Fan heals and begins to take a place in the community, despite the antagonism of the healer’s woman, and it seems like she might do well to settle here and help out, but it’s not in the healer’s plans. He needs to travel north to the Charter of Seneca to get the loan of a drilling rig from his former patient. He takes Fan along as part payment, and her Swiftian tour of dystopia picks up another spot, this one chillingly close to the gated communities and suburbs of today.

In the end, Fan experiences the full range of wealth and abundance that the author’s world offers, each stage only a dystopic glass filter away from the world of the reader. Unfortunately, the book fails to deliver on a number of levels, leaving us with questions that suggest the story will continue, though not with eager anticipation.

Fan never seems to be getting closer to the mystery of Reg, and despite her indomitable will, generally seems pretty passive about it all, at least until forced by events to take a stand. Though her story is being told in great detail by the unnamed narrator in B-mor, as far as I could tell, there’s no indication that she is journaling it, or that anyone is communicating with the community.  But what bothers me the most is the world the author has created. For a post abundance America, it’s both spread out and strangely foreshortened, consisting of large stretches of wilderness populated by communities continuing today’s indulgences, albeit with a supply of devalued people to use as they see fit.

Quig’s ability to get from B-Mor to the Smokes and then to Seneca doesn’t mention how he’s finding or paying for gas, and even assuming prodigious fuel economy and durability from his “old VW electro-diesel,” he gets around pretty well.
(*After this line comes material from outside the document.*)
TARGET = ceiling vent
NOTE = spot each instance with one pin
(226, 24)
“The drive that night took longer than even Loreen had estimated due to their having to take detours around impassable roads, and it felt to Fan, drugged by an injection that Quig administered mid-trip when she could not stop moaning— and then shouting— from the sawing pain in her thigh, that it was a journey of days. For someone born and raised exclusively in B-Mor, there’s really no occasion for making trips of such duration, and it’s amazing to consider that this was the circumstance of her first true venture beyond the gates: sopped to the core, a ringing in her ears, perhaps a hairline fracture in her hip or leg, and being taken by strangers to a place that promised only hardship, or worse.”

One of speculative fiction’s weaknesses is the tendency to simplify  worlds, whether physical or cultural. When visiting a distant planet, this is somewhat inevitable, since the author has to create it out of whole cloth, though in reality, most settings in science fiction are based on microclimates and cultures found in the present on planet Earth. World and civilization building are facets of speculative writing that get high praise when done well, and count heavily against an author if glossed over. Speculative fiction, be it fantasy or science fiction, is as much a literature of place as one of magic or science, which serves to create the setting that the characters will inhabit, and the story is driven by their reaction to it.

The setting of near future dystopia would seem to have a distinct advantage over far flung space or planetary adventure, since it already has a world created for it with which the reader is familiar, and needs only to be viewed through the apocalyptic glasses to create a setting for the adventure. In practice, the very richness of reality often undermines the story’s credibility, as engaging with it head on would bring the plot to a grinding halt and lose the reader in short order.

The most interesting thing in On Such a Full Sea to me is the narrator’s stilted tone, which communicates to the reader that they are hearing a tale from another viewpoint than their own much more clearly than the distorted landscape it inhabits.